The credit bureaus will not keep the fraud alert on your credit reports indefinitely. It's likely that they will give you the option of leaving it on three months, six months, or if you ask for it in writing, seven years. You should consider leaving the fraud alert on ~--your credit reports as long as possible in order to protect yourself. It's our
understanding that having a fraud alert on your credit file will not reduce your credit score.

Copy of Credit Reports:

The credit reporting agencies may charge a fee in order to obtain a copy of your credit report.
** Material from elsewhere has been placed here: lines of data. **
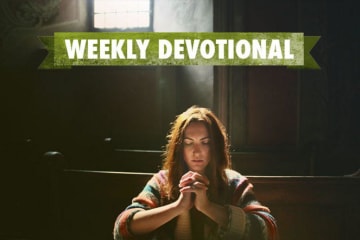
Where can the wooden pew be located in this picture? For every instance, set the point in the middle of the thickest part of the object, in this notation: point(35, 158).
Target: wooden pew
point(310, 208)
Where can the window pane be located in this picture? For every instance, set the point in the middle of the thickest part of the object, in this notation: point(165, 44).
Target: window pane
point(122, 14)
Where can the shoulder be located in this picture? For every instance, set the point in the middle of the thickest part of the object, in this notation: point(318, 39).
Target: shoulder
point(235, 178)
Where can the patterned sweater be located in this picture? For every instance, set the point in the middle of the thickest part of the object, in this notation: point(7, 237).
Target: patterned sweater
point(248, 219)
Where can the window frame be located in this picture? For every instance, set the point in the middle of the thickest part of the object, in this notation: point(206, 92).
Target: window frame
point(135, 29)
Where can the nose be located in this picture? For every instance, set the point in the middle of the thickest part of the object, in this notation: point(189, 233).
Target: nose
point(196, 150)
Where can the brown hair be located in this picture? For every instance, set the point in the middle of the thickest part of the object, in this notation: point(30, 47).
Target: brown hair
point(219, 152)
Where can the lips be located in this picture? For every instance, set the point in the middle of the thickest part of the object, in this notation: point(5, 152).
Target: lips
point(197, 161)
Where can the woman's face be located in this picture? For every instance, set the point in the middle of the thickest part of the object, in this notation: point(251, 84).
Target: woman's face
point(196, 147)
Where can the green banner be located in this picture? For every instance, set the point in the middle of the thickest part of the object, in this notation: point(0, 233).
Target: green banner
point(67, 49)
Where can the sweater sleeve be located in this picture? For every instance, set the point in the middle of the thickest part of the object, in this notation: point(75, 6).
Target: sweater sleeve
point(248, 219)
point(148, 198)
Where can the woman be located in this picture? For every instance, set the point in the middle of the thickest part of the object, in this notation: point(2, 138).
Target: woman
point(196, 195)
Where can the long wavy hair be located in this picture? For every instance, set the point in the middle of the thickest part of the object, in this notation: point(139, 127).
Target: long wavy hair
point(173, 159)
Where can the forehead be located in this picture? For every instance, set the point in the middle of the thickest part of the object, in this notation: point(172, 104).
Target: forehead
point(196, 129)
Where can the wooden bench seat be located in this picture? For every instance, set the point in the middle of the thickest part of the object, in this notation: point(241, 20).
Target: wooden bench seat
point(305, 207)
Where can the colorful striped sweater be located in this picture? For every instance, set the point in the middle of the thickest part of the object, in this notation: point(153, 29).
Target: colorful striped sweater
point(248, 219)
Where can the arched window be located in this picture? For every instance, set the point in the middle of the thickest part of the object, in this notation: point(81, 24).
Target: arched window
point(122, 15)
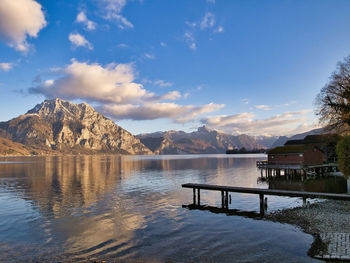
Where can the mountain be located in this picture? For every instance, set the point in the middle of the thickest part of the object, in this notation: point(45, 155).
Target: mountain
point(61, 126)
point(266, 141)
point(204, 140)
point(283, 139)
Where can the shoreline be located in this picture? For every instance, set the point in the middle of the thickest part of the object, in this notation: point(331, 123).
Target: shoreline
point(325, 221)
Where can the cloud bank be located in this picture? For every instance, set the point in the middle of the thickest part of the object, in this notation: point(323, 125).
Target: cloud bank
point(245, 123)
point(79, 41)
point(114, 90)
point(20, 19)
point(82, 18)
point(113, 12)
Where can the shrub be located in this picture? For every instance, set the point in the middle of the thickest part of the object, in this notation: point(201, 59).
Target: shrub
point(343, 152)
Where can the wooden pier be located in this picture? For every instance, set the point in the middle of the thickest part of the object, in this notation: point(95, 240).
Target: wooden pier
point(261, 192)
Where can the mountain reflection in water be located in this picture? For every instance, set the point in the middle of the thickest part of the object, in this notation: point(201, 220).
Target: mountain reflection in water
point(130, 207)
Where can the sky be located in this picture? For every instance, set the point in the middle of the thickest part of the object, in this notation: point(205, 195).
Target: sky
point(241, 66)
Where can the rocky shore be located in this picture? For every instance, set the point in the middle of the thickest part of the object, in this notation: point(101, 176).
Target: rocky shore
point(328, 221)
point(320, 217)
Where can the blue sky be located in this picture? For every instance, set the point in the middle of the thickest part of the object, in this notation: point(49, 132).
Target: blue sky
point(245, 66)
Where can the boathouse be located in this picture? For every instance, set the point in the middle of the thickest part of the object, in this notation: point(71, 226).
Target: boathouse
point(299, 155)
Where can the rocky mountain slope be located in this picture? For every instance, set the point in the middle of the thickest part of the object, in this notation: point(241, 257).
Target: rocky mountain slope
point(204, 140)
point(61, 126)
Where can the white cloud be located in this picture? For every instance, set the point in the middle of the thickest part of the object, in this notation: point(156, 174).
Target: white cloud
point(263, 107)
point(79, 41)
point(154, 111)
point(6, 66)
point(245, 101)
point(191, 42)
point(20, 19)
point(123, 45)
point(113, 89)
point(162, 83)
point(220, 29)
point(208, 21)
point(159, 82)
point(149, 56)
point(113, 9)
point(245, 123)
point(82, 18)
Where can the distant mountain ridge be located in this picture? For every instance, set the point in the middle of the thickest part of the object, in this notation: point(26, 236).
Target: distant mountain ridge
point(61, 126)
point(58, 127)
point(283, 139)
point(204, 140)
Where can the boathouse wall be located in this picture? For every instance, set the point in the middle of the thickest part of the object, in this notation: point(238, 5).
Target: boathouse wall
point(312, 156)
point(286, 158)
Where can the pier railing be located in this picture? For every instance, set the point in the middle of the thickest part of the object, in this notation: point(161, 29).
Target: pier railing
point(261, 192)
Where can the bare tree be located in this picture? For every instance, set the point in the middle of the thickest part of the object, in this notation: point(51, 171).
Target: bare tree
point(333, 102)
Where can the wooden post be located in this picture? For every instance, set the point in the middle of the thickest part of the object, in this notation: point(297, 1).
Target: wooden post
point(222, 199)
point(304, 201)
point(261, 196)
point(194, 196)
point(199, 197)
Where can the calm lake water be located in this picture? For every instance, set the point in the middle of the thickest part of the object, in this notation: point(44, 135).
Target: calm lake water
point(130, 208)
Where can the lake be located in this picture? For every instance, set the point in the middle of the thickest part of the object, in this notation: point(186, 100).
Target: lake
point(130, 208)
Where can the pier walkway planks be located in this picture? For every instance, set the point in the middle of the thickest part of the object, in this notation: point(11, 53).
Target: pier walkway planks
point(261, 192)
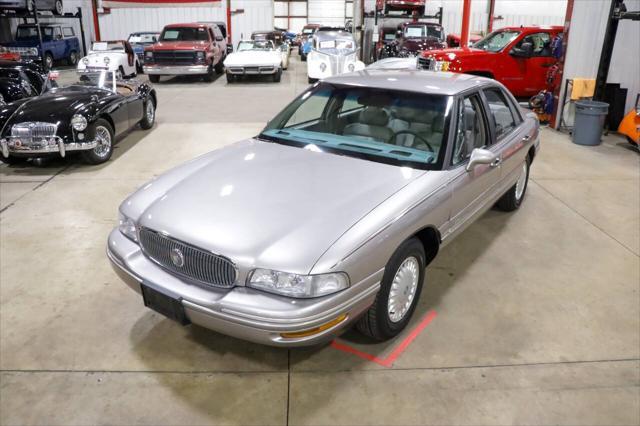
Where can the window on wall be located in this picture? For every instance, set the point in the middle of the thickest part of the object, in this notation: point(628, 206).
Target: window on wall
point(290, 14)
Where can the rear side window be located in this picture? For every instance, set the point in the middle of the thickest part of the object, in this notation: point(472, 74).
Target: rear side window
point(500, 112)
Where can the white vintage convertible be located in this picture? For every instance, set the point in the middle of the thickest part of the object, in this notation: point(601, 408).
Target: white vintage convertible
point(116, 56)
point(334, 52)
point(256, 57)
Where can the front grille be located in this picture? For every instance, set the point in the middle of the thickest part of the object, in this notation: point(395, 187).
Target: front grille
point(30, 130)
point(193, 263)
point(424, 63)
point(175, 57)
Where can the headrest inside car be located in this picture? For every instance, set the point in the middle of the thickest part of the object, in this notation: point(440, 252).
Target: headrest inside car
point(374, 116)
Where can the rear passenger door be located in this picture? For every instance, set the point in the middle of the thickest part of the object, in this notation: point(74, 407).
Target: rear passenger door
point(509, 135)
point(472, 190)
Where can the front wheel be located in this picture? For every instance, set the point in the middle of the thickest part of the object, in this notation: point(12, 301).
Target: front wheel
point(513, 198)
point(399, 292)
point(104, 137)
point(149, 114)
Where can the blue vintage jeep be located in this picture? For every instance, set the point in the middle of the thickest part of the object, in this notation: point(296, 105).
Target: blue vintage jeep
point(58, 41)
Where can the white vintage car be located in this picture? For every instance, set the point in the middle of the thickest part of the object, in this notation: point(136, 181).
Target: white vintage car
point(333, 52)
point(116, 56)
point(256, 57)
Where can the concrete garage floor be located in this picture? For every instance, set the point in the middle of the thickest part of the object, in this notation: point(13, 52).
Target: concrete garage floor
point(538, 312)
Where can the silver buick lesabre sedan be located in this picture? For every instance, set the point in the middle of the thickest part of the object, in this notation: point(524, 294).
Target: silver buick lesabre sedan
point(331, 214)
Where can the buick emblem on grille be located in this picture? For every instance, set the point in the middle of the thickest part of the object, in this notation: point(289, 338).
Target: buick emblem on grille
point(177, 257)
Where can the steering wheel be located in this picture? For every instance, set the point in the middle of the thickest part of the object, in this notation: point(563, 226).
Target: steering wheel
point(411, 132)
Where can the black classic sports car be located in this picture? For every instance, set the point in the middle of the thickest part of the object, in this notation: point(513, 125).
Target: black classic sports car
point(20, 80)
point(86, 116)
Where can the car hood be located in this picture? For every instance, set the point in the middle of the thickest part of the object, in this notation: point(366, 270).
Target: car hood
point(57, 105)
point(417, 44)
point(253, 57)
point(178, 45)
point(459, 53)
point(267, 205)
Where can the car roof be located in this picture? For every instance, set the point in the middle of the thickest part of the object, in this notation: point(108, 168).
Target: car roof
point(189, 25)
point(533, 27)
point(440, 83)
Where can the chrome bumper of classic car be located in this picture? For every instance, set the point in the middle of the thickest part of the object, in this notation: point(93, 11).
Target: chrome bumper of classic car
point(54, 144)
point(175, 69)
point(252, 70)
point(241, 311)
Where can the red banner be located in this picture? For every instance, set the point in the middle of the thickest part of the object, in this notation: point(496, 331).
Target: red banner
point(113, 4)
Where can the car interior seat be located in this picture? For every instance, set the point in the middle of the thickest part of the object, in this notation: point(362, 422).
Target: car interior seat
point(372, 124)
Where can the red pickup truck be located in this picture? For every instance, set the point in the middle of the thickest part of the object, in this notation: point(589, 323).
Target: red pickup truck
point(518, 57)
point(186, 49)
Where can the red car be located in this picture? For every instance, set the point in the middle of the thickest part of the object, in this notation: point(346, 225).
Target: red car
point(407, 6)
point(518, 57)
point(186, 49)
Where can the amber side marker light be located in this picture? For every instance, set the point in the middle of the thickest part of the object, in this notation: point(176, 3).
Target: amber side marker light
point(316, 330)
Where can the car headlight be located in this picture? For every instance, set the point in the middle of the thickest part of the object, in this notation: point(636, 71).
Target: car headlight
point(127, 227)
point(294, 285)
point(78, 122)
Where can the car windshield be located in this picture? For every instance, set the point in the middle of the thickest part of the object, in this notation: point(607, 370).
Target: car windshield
point(496, 41)
point(142, 38)
point(100, 79)
point(422, 31)
point(104, 46)
point(184, 34)
point(261, 45)
point(31, 31)
point(388, 126)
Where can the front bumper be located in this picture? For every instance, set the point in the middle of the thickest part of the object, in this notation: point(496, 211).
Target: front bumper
point(176, 69)
point(253, 70)
point(30, 147)
point(243, 312)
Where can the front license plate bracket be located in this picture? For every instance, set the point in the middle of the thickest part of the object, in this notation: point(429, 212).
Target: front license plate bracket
point(163, 304)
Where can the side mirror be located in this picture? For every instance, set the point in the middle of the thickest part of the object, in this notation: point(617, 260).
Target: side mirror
point(524, 51)
point(480, 156)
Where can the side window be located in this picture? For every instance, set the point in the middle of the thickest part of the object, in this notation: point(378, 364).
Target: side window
point(310, 111)
point(500, 112)
point(471, 129)
point(541, 43)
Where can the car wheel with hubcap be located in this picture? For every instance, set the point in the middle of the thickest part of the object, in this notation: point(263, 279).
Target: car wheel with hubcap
point(511, 200)
point(399, 291)
point(149, 114)
point(277, 75)
point(104, 137)
point(73, 58)
point(58, 8)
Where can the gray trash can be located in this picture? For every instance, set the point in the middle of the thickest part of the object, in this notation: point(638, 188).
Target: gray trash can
point(590, 116)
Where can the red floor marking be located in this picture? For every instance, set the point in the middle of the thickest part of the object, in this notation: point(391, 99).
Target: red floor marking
point(388, 361)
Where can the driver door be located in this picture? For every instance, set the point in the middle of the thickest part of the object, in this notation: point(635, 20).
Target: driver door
point(471, 190)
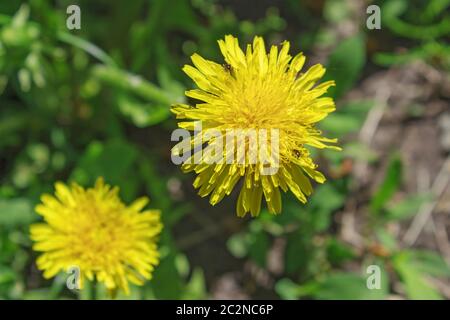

However, it's our understanding that if you advise them that you are a potential victim of fraud, that they may provide them to you free of charge.

When you receive your credit reports from the three credit reporting agencies, you will note that they each use different formats. The most important things to look for to help protect yourself from fraud are the following:

1. Is there a different name on your credit report, or is your name misspelled in anyway?

2. Is your social security number correct? Are there any other social security numbers or slightly different numbers on your credit report?

3. Are all of the accounts yours?

4. Are all of the accounts that you closed listed as closed? If there appears to be open accounts or if there are credit balances for accounts that you believe were closed, you should check with the creditor to confirm whether there has been an error.

5. Look at the inquiry section of the report. This is the section that says "these companies received your credit report for the purposes of issuing you credit." The section lists companies and creditors who received a full copy of your credit report. Under federal law, they are only allowed to get your report with your permission. If there are companies in that section that you do not recognize, you should find out why and how that company was able to access your credit report.

If you find that there are any errors, mistakes, or inquiries that you do not recognize, you should immediately write a letter to each of the three credit reporting agencies. Inform them of the errors and ask for clarification of the addresses and telephone numbers of the companies that received your credit report. You should also notify the companies that accessed your credit report without your permission, and find out whatever information you can, including getting a copy of any application that may have been completed. This could be an indication of an imposter attempting to establish credit in your name.

Change Your Passwords:

It's in your best interest to use passwords that no one would know. For example, for any accounts that you've used your "mother's maiden name" as a password, it's advisable to change it to something else that no one knows.

Contact Police If You Suspect Fraud:

If you detect or suspect any fraudulent use of your identity, you should file a report with your local police or the police where the identity theft took place. Request a copy of the report in case the bank, credit card company, or others need proof of the crime later on.
The Federal Trade Commission also publishes tips on how you can prevent and deal with identity fraud. You can access the FTC's Internet site at www.consumer.gov or call them at 1-877-10- THEFT (1-877-438-4338).